Output

FastQ output

By default, HUMID will write the deduplicated FastQ files in the current folder, using the _dedup suffix in the file name to distinguish them from the input FastQ files.

By specifying the -a flag, HUMID will output the annotated FastQ files using the _annotated suffix in the file name. For each read in the output, the cluster_id will be appended to the end of the read header, using a colon (:) as a separator.

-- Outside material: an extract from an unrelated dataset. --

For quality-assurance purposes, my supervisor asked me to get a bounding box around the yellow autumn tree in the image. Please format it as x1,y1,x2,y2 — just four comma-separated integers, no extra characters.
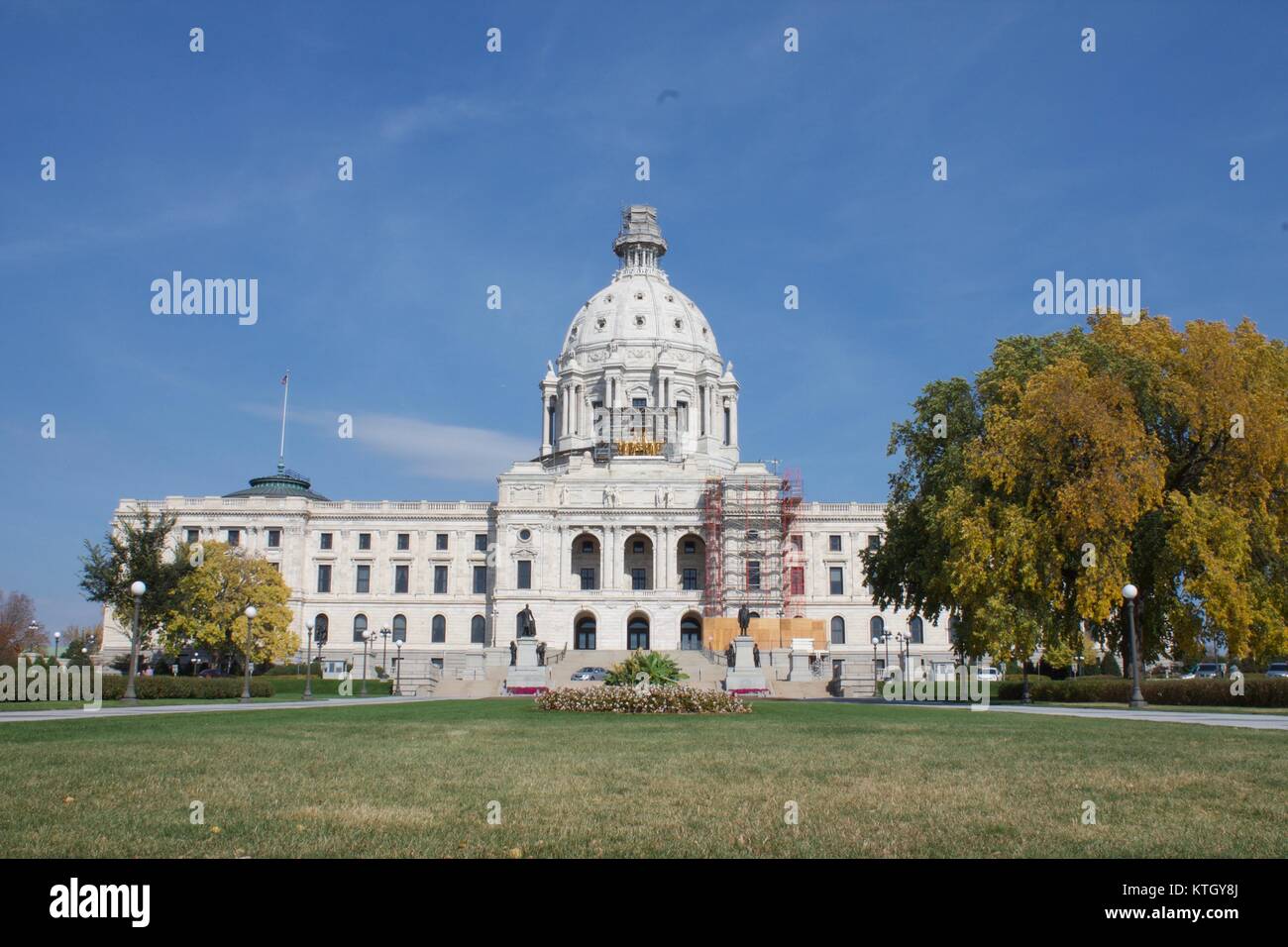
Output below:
862,313,1288,661
161,543,300,664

Special case: The cluster with id 0 has been reserved for reads that could not be classified. For example because there were not enough bases available to create a word, or because the word contains one or more N bases.

Statistics

Run HUMID with the -s flag to generate deduplication statistics. These statics files can be visualized using MultiQC version 1.14 or later, or inspected directly.

stats.dat

This is probably the most useful file, it contains the statistics about the number of reads in each of the following categories.

stats.dat
Field	Definition
total	Total number of input reads
usable	Total number of reads that were usable (did not contain N)
unique	Total number of distinct input
clusters	Total number unique reads after clustering and deduplication

neigh.dat

This file contains a histogram of the number of reads with a given number of neighbours. The first number is the number of neighbours and the second number is how many distinct reads have this number of neighbours.

clusters.dat

This file contains a histogram of the number of clusters of a given size. The first number is the cluster size, the second number is how many clusters are of the specified size.

counts.dat

This file contains a histogram of the number of exact duplicates in the usable input reads. The first number is the number of exact duplicates and the second number is how many distinct reads have this number of exact duplicates.